In April 2005, while two of M’s employees slept on M’s premises, the majority of M’s stock held there was destroyed by a fire which was started deliberately by unknown persons. The stock was insured under M’s policy with Brit Insurance Ltd (B). The employees were woken by the fire alarm and were unharmed. The relevant terms considered by the judge at first instance were the “PW1 Intruder Alarm Warranty” (PW1) and “General Condition 7” (GC7).
PW1 stated that it was a condition precedent to liability in respect of loss or damage caused by theft or attempted theft that the burglar alarm was put into full and proper operation when the premises were left unattended.
GC7 provided that all protections including any burglar alarm shall be in use at all times out of business hours or when the premises were left unattended, and the protections could only be withdrawn or varied to underwriters’ detriment with their consent.
At first instance the judge found that GC7 was a condition precedent to B’s liability, but that it was qualified by PW1 in that M was only required to set the burglar alarm if the premises had been left unattended, which he said they had not been. However, the judge held that M had breached the second limb of GC7 because the company responsible for monitoring the burglar alarm had stopped doing so as a result of M failing to pay its invoices.
M appealed on four issues:
- That GC7 was not a condition precedent.
- That PW1 did not qualify GC7.
- That the presence of two of M’s employees on the premises meant they were attended.
- That M did not breach GC7 by causing or permitting the withdrawal of the burglar alarm monitoring service.
The Court of Appeal dismissed the appeal. In her leading judgment, Lady Justice Gloster said that on issue (1) while the language of GC7 and PW1 overlapped to some extent, GC7 was a condition precedent and the two clauses were not inconsistent. GC7 applied to all claims whilst PW1 applied only to claims of theft or attempted theft. On issue (2), GC7 was clear: it required the whole of the protections provided by the burglar alarm to be in place at all times out of business hours and/or when the premises were left unattended. With respect to (3), the premises could not be considered as being “attended” because M’s employees were asleep in separate areas of the premises and were not able to observe an attempt by anyone to interfere with the premises. Because M had been obliged to set the burglar alarm, it was not necessary to determine issue (4), and Lady Justice Gloster said that GC7 imposed a strict obligation on M.
The Insurance Act 2015
It is interesting to assess whether the court would have reached the same conclusion had these facts applied under a policy issued after the Insurance Act 2015 comes into force. Section 11 of the Act ensures that an insurer will not be discharged from liability by breach of condition precedent to liability where the insured can show that breach of the term could not have increased the risk of the loss which actually occurred in the circumstances in which it did occur.

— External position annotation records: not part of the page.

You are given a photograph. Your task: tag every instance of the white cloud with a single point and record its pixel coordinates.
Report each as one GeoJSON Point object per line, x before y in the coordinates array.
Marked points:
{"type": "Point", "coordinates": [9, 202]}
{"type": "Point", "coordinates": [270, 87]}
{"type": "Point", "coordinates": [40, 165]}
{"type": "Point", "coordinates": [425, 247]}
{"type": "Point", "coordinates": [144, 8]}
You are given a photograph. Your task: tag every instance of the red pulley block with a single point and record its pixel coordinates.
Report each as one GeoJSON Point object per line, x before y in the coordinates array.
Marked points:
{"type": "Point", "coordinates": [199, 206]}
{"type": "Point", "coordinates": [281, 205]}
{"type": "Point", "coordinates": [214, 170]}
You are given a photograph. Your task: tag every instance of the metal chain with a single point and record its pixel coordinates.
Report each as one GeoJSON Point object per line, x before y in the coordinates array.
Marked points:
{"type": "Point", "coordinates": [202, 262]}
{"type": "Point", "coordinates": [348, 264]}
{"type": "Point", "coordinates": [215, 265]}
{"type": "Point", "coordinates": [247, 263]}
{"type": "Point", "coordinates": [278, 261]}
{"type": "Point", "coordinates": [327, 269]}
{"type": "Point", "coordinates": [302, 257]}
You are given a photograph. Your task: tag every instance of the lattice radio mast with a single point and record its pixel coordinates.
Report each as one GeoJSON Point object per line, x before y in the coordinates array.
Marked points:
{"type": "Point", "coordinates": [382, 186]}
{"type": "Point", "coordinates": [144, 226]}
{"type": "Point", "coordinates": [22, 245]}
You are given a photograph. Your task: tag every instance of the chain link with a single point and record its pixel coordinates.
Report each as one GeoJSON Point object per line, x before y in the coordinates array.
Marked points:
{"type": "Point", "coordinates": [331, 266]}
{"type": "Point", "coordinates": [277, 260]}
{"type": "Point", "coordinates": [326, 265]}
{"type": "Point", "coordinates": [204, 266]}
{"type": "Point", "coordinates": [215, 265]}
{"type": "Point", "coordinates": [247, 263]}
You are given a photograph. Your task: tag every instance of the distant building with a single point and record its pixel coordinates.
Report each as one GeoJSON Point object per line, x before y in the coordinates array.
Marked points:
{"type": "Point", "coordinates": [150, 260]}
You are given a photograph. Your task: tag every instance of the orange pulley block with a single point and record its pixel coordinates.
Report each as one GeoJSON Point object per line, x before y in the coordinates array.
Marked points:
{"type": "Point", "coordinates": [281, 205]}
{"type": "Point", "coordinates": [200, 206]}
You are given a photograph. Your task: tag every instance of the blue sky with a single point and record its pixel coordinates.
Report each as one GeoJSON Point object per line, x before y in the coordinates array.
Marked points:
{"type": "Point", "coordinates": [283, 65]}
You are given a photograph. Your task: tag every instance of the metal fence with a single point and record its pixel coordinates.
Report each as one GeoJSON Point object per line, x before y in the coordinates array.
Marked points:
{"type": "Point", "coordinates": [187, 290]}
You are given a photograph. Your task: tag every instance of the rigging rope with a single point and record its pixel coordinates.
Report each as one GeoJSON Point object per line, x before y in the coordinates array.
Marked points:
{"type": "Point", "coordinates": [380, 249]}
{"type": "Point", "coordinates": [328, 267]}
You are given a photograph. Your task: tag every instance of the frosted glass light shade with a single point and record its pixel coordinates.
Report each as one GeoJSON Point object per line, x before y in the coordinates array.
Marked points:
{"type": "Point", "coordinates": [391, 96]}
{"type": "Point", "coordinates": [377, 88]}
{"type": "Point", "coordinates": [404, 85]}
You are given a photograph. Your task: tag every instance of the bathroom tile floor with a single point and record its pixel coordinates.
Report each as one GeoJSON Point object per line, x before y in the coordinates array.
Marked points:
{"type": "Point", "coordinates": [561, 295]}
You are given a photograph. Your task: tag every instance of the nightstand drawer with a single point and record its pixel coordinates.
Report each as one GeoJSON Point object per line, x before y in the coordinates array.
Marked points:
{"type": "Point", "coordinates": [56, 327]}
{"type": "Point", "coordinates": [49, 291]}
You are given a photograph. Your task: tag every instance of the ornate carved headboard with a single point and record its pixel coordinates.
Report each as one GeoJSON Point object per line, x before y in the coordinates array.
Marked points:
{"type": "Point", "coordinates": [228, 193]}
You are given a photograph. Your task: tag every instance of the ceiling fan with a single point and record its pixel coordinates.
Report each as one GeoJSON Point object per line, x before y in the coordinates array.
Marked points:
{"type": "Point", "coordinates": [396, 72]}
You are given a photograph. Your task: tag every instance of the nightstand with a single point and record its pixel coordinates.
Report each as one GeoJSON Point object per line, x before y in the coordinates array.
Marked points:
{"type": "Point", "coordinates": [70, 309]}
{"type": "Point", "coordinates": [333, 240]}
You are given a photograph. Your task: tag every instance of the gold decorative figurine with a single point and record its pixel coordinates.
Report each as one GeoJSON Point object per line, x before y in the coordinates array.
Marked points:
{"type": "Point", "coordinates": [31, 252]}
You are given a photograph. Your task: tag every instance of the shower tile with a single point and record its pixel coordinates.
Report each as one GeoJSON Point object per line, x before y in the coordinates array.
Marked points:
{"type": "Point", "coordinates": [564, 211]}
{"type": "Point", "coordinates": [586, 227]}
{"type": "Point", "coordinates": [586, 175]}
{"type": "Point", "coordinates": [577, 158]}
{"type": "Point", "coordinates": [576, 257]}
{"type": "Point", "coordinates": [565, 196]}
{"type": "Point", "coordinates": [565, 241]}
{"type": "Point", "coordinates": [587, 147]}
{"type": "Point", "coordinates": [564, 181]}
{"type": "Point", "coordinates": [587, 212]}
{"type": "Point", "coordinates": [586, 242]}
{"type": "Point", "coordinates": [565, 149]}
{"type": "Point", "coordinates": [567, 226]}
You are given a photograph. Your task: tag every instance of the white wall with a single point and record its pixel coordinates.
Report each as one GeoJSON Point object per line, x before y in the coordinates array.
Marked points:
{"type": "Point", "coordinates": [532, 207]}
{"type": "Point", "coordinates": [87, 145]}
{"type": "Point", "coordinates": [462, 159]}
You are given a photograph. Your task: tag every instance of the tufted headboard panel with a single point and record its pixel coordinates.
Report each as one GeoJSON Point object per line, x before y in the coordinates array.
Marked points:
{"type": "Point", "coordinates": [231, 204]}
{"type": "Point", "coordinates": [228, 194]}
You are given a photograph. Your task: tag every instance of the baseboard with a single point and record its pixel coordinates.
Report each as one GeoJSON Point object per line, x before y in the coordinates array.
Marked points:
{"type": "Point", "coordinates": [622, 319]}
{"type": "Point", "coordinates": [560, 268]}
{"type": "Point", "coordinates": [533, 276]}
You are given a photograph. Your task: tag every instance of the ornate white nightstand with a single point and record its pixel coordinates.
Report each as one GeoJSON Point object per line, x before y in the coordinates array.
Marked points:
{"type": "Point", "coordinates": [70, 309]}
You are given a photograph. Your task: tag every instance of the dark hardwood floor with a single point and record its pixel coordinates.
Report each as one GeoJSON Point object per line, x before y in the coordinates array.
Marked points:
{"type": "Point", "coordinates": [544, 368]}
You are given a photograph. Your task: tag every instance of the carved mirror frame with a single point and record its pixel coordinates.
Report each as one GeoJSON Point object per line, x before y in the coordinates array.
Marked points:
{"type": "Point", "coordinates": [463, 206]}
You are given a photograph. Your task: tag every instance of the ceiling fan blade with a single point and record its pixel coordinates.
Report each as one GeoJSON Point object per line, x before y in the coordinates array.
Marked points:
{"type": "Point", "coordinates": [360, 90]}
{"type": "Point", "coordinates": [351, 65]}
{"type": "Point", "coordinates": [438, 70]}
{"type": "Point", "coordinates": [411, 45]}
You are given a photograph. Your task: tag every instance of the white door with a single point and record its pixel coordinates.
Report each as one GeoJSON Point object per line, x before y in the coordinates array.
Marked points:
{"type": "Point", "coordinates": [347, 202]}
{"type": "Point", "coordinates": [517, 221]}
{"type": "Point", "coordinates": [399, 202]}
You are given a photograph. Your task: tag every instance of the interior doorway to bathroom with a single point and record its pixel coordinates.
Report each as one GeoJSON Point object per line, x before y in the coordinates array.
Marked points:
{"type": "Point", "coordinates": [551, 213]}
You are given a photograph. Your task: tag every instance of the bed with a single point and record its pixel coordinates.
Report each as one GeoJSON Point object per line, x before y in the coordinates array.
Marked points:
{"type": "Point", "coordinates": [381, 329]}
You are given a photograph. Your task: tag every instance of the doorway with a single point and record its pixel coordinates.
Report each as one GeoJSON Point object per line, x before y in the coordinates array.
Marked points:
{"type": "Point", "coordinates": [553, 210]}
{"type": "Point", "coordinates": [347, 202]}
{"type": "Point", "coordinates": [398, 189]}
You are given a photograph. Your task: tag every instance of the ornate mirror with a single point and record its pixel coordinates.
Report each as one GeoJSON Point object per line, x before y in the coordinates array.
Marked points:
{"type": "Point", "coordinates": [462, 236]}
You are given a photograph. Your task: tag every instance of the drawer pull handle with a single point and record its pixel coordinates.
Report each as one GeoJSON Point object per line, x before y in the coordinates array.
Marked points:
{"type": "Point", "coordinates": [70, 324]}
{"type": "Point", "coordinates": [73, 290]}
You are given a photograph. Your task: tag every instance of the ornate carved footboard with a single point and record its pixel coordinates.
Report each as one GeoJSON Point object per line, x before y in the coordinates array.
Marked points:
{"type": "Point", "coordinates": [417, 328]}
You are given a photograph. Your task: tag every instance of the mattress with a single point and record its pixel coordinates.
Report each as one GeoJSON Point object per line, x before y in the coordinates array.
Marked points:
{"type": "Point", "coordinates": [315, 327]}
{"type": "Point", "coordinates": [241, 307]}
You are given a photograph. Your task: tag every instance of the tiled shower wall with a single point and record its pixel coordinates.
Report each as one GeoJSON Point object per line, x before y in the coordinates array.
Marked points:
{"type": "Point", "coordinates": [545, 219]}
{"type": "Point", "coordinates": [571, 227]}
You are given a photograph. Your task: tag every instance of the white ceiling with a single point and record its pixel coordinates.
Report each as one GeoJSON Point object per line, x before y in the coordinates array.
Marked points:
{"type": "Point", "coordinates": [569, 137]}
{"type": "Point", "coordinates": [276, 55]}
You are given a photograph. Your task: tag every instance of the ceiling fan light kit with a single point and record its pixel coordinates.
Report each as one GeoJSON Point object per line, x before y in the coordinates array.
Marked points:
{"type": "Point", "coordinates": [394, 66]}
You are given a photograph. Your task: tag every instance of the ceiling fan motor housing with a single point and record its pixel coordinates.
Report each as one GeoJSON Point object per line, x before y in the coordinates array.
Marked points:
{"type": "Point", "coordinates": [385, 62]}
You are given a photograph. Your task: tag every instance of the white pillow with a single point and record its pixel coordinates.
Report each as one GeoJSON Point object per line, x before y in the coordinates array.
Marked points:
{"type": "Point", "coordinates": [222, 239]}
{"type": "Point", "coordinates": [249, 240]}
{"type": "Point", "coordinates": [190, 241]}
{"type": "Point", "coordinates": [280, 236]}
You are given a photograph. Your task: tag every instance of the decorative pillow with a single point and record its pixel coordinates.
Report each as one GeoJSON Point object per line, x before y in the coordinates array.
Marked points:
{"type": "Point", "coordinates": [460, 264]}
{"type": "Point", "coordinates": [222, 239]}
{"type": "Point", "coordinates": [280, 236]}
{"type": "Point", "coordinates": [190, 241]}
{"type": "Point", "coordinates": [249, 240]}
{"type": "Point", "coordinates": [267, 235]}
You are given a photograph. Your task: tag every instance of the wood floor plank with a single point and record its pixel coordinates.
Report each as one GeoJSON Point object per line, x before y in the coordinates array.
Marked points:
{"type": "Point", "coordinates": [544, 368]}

However, any such arguments by the claimant would likely have failed. At first instance the judge had found that the fire was started by someone either hiding within the building prior to it being secured, or by someone with legitimate access to the premises. The judge noted that the burglar alarm had a wider protective function than protecting against risk of intrusion, and cited section 9(2) of the Theft Act 1968, defining the criminal offence of burglary, which refers to the doing of any damage to the building or to property within it. The judge also found that activation of the burglar alarm would likely have prevented the fire because the arsonist would have set it off long before the fire alarm went off, and the burglar alarm would also have detected smoke before the fire alarm did. For these reasons, it is unlikely that section 11 of the Act would have saved the insured, since he could not have shown that breach of PW1 and GC7 could not have increased the risk of the loss which actually occurred in the circumstances in which it occurred.
Section 10 of the Act makes a breach of warranty suspend the insurer’s liability until the breach is remedied, rather than discharging it automatically. Since the losses occurred during the breaches of GC7 and PW1, the insured would not have benefitted from this provision.